Participation by the Bulgarian occupation of Greece

The 4th of August Regime in Greece (1936 to 1941) under the leadership of General Ioannis Metaxas was firmly opposed to the pro-Bulgarian factions of the Slavophones of northern Greece, some of whom underwent political persecution due to advocacy of irredentism with regard to neighboring countries. Metaxas' regime continued repression of the use of Slavic languages both in public and in private as well as expressions of Slavic cultural distinctiveness. As a consequence after the German invasion in Greece (April 6, 1941) followed also a Bulgarian annexation of Eastern Macedonia and part of Western Thrace. Bulgaria joined World War II siding with the Axis in an attempt to solve its "national question" and fulfill the aim of "Greater Bulgaria", especially in the area of Macedonia (where much territory was lost in the Second Balkan War) and Western Thrace (former Bulgarian state international recognized territory lost to Greece in the Treaty of Neuilly). Bulgaria joined the Axis on 1 March 1941, explicitly requesting German support for its territorial claims.

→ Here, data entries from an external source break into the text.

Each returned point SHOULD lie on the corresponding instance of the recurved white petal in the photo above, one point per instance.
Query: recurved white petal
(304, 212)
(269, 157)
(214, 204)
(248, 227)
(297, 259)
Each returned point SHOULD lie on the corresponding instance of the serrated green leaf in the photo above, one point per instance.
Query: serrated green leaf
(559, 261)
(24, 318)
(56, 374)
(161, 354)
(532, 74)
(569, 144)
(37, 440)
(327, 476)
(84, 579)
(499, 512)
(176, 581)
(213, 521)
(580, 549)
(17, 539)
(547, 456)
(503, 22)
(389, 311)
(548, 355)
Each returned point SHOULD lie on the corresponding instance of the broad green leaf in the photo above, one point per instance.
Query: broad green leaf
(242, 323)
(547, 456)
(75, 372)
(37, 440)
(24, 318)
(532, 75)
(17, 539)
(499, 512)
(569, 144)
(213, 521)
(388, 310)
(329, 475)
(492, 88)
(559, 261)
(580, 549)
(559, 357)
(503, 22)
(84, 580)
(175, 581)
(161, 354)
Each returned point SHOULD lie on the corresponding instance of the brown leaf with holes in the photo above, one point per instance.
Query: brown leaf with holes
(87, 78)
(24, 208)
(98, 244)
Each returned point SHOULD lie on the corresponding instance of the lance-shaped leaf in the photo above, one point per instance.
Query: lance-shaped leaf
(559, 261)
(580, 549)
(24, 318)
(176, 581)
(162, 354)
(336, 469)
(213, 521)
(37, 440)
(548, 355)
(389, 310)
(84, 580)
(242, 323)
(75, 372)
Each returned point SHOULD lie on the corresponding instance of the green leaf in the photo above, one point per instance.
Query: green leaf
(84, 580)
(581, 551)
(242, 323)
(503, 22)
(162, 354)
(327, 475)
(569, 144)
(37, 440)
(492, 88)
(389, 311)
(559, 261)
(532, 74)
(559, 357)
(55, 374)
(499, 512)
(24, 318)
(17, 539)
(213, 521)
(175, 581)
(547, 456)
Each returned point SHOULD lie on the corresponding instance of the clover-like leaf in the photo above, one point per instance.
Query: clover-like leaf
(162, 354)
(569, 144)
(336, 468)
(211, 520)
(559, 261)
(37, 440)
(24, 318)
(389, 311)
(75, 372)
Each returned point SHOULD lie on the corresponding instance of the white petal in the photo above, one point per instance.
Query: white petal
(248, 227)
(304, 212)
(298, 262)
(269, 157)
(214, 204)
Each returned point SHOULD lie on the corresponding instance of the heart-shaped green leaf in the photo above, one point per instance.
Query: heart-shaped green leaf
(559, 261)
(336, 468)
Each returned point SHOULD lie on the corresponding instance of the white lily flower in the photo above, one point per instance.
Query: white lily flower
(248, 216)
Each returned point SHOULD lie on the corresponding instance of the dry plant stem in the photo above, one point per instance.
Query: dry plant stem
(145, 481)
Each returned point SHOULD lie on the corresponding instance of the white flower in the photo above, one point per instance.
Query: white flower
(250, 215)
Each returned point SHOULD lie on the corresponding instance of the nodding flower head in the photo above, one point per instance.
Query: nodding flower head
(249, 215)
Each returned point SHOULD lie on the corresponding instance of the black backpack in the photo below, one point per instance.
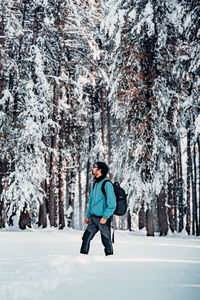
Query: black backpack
(120, 198)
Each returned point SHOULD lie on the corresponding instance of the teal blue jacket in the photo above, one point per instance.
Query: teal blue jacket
(98, 204)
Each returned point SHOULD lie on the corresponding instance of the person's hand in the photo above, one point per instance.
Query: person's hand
(103, 220)
(86, 220)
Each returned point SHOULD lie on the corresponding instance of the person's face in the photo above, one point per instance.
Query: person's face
(95, 171)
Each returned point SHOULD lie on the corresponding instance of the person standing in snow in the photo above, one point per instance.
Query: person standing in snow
(100, 210)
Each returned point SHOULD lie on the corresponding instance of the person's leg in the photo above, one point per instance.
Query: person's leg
(105, 230)
(88, 235)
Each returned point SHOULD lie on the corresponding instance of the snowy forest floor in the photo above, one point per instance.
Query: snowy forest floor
(46, 264)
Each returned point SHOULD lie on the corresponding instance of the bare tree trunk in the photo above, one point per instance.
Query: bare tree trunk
(25, 218)
(198, 142)
(180, 187)
(43, 207)
(103, 124)
(129, 222)
(109, 135)
(52, 198)
(149, 222)
(189, 165)
(175, 194)
(171, 208)
(142, 217)
(195, 226)
(88, 171)
(61, 194)
(162, 213)
(80, 194)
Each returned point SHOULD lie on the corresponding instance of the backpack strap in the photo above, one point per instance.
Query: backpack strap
(103, 187)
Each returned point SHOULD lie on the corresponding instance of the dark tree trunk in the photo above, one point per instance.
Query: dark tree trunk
(109, 135)
(3, 217)
(162, 213)
(189, 166)
(80, 193)
(129, 222)
(195, 226)
(61, 195)
(103, 124)
(43, 207)
(52, 198)
(175, 185)
(25, 218)
(142, 217)
(88, 172)
(180, 187)
(171, 208)
(198, 141)
(149, 222)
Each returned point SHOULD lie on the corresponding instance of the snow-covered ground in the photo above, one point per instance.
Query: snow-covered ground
(46, 265)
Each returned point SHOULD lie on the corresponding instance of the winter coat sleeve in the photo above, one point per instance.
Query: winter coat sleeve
(88, 214)
(110, 200)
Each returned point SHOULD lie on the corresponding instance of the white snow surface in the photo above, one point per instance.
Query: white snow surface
(46, 264)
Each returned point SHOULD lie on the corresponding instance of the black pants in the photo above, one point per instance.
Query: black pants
(93, 227)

A massive campaign of "Bulgarisation" was launched, which saw all Greek officials deported. A ban was placed on the use of the Greek language, the names of towns and places changed to the forms traditional in Bulgarian. In addition, the Bulgarian government tried to alter the ethnic composition of the region, by expropriating land and houses from Greeks in favour of Bulgarian settlers (former refugees from Macedonia and others), and by the introduction of forced labour and of economic restrictions for the Greeks in an effort to force them to migrate. A spontaneous and badly organized uprising around Drama in late September 1941 was violently crushed by the Bulgarian Army. By late 1941, more than 100,000 Greeks had been expelled from the Bulgarian occupation zone.[7]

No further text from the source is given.